The United Nations Climate Change Conference COP27 closed today with a breakthrough agreement to provide “loss and damage” funding for vulnerable countries hit hard by climate disasters.

COP27 closes with no action on fossil fuels

Image credit: United Nations Climate Change/ Kiara Worth

Global leaders pledged to create a “loss and damage fund” to help poorer nations tackle climate change, but were unable to reach an agreement to phase out fossil fuels.

The COP27 UN climate summit in Egypt closed with a historic deal, in which negotiators from nearly 200 countries agreed to set up a “loss and damage” fund meant to help vulnerable countries cope with climate disasters and agreed the globe needs to cut greenhouse gas emissions nearly in half by 2030.

The pledge would end almost 30 years of waiting by nations facing huge climate impacts, despite their much smaller contributions to global warming. 

However, many have considered the conference a missed opportunity, as it failed to set a strategy for the phasing out of fossil fuels, allowing emissions-causing hydrocarbons to remain embedded in the global economy.

“We joined with many parties to propose a number of measures that would have contributed to this emissions-peaking before 2025, as the science tells us is necessary. Not in this text,” said Alok Sharma, president of the previous COP summit in Glasgow.

This year's talks in Sharm el-Sheikh, Egypt, came close to collapse, and overran by two days, as some oil-producing nations were accused of "stonewalling" a key proposal to phase out all fossil fuels that had the support of 80 nations. 

The final agreement has maintained the global goal of limiting warming to 1.5ºC, but did not go beyond it, despite the Egyptian presidency's push for the inclusion of a looser goal of 2ºC.

The text does not expand on last year’s call to phase out global use of “unabated coal” to include oil and natural gas -  something countries such as India had requested - and even featured a veiled reference to the benefits of natural gas as low-emission energy. 

“Clear follow-through on the phasedown of coal. Not in this text. A clear commitment to phase out all fossil fuels. Not in this text.

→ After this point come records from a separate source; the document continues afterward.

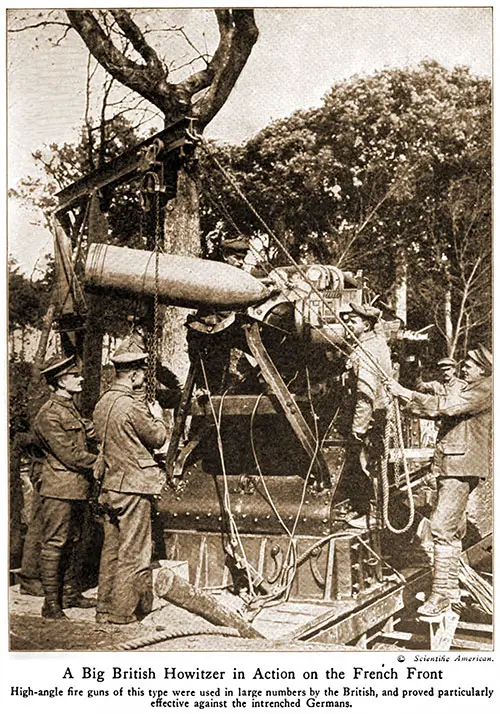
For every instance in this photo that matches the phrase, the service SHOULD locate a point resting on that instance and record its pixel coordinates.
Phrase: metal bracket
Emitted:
(287, 402)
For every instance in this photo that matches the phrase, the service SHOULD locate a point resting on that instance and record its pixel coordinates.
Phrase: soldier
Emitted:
(368, 364)
(450, 383)
(129, 430)
(234, 251)
(462, 459)
(65, 476)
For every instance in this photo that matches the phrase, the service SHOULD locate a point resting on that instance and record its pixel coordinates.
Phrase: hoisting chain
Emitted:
(394, 433)
(155, 334)
(393, 415)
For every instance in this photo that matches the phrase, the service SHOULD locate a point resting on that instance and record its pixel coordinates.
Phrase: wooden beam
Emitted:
(127, 165)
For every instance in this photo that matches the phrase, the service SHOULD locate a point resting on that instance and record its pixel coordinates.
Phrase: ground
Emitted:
(177, 629)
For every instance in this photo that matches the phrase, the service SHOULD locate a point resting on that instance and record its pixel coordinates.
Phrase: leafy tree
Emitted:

And the energy text weakened in the final minutes,” Sharma added, as he warned that the 1.5°C ambition is “on life support”. 

The lack of a clear path to curb carbon emissions has disappointed many campaigners and polititians, including the European Union’s climate chief Frans Timmermans and Germany’s foreign minister Annalena Baerbock. 

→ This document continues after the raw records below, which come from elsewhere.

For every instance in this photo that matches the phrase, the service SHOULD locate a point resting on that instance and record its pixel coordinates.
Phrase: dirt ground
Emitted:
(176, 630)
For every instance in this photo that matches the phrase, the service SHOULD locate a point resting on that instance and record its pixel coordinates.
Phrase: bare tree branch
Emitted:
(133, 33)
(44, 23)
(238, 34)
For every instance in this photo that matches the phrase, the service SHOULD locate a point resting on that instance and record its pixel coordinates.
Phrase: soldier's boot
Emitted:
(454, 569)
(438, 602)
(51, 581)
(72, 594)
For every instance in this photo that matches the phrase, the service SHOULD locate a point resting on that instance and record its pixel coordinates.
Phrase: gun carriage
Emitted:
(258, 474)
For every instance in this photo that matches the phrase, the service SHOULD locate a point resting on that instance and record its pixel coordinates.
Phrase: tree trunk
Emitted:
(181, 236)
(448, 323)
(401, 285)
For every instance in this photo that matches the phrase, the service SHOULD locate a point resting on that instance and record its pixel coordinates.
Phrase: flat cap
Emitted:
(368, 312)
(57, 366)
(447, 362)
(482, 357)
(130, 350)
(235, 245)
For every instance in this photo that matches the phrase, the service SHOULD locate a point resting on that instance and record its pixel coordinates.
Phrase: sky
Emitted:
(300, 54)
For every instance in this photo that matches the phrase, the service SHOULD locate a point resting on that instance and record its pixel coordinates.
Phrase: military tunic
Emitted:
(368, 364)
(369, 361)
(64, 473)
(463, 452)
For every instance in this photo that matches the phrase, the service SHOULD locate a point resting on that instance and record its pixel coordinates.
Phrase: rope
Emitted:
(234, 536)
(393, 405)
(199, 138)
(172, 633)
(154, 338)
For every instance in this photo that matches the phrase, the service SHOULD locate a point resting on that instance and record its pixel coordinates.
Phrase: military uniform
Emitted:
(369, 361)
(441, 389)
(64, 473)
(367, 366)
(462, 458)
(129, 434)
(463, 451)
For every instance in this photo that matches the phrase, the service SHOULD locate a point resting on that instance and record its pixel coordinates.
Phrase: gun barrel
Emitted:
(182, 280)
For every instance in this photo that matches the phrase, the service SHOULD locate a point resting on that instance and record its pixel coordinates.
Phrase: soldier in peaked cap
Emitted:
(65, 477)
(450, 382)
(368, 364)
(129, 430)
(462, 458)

“What we have in front of us is not enough of a step forward for people and planet,” Timmermans told his fellow negotiators. “We should have done much more.”

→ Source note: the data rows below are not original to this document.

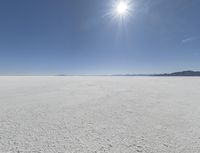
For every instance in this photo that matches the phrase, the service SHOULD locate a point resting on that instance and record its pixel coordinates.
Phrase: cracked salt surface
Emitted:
(99, 115)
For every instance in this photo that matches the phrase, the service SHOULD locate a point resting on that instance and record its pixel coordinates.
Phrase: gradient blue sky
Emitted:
(47, 37)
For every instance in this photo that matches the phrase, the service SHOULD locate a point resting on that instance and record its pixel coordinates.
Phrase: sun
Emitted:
(122, 8)
(121, 11)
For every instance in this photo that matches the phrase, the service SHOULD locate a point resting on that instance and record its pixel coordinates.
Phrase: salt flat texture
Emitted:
(99, 115)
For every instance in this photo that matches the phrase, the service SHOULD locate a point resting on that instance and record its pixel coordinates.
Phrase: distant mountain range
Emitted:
(182, 73)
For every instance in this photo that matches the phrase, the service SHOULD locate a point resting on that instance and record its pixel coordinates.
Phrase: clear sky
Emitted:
(49, 37)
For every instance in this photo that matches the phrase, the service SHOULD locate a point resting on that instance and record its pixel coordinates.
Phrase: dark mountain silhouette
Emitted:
(182, 73)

Baerbock added in a statement: “It is more than frustrating to see overdue steps on mitigation and the phase-out of fossil energies being stonewalled by a number of large emitters and oil producers."

UK prime minister Rishi Sunak, who attended the global climate summit earlier this month after initially deciding not to attend, said in a brief statement: “I welcome the progress made at COP27, but there can be no time for complacency.

“Keeping the 1.5° commitment alive is vital to the future of our planet. More must be done.”

The summit began two weeks ago with powerful statements from vulnerable nations, including the Tuvalu foreign minister's announcement that the island nation plans to recreate itself in the metaverse before it disappears beneath the ocean, and the Bahamian prime minister's clams that they "will not give up" in the fight against climate change. 

"The alternative consigns us to a watery grave," Bahamas’ prime minister Philip Davis said.

However, as days passed, nations and groups including the UK, EU and New Zealand grew increasingly unhappy with the lack of compromises on an overall temperature goal; on emissions cuts, and on the desire to target all fossil fuels for phasedown.

New Zealand's climate minister told BBC News that there were "strong attempts by the petrol states to roll back" on agreements, but that developed countries "held the line" in spite of a dramatic threat of an EU walkout. 

“The world will not thank us when they hear only excuses tomorrow,” the EU’s Timmermans said. “This is the make-or-break decade, but what we have in front of us is not enough of a step forward.”

Katie White, executive director of advocacy and campaigns at WWF, said: “While a deal on loss and damage finance is a positive step, it risks becoming a down payment on disaster unless emissions are urgently cut in line with the 1.5°C goal.”

If the world continues with current levels of emissions, there is a 50 per cent chance that global temperature rises will hit 1.5°C – the threshold imposed by the Paris Climate Agreement – in only nine years, according to a warning from Global Carbon project scientists ahead of the COP27 summit. 

Given the report’s findings, scientists have warned that emissions would have to fall at rates comparable to 2020 every year to keep temperature rises to 1.5°C in the long term. 

Last month, the Lancet Countdown, an annual report tracking climate change and the impact it has on global human health, said that climate change is exacerbating food insecurity; health impacts from extreme heat; the risk of infectious disease outbreaks, and life-threatening extreme weather events.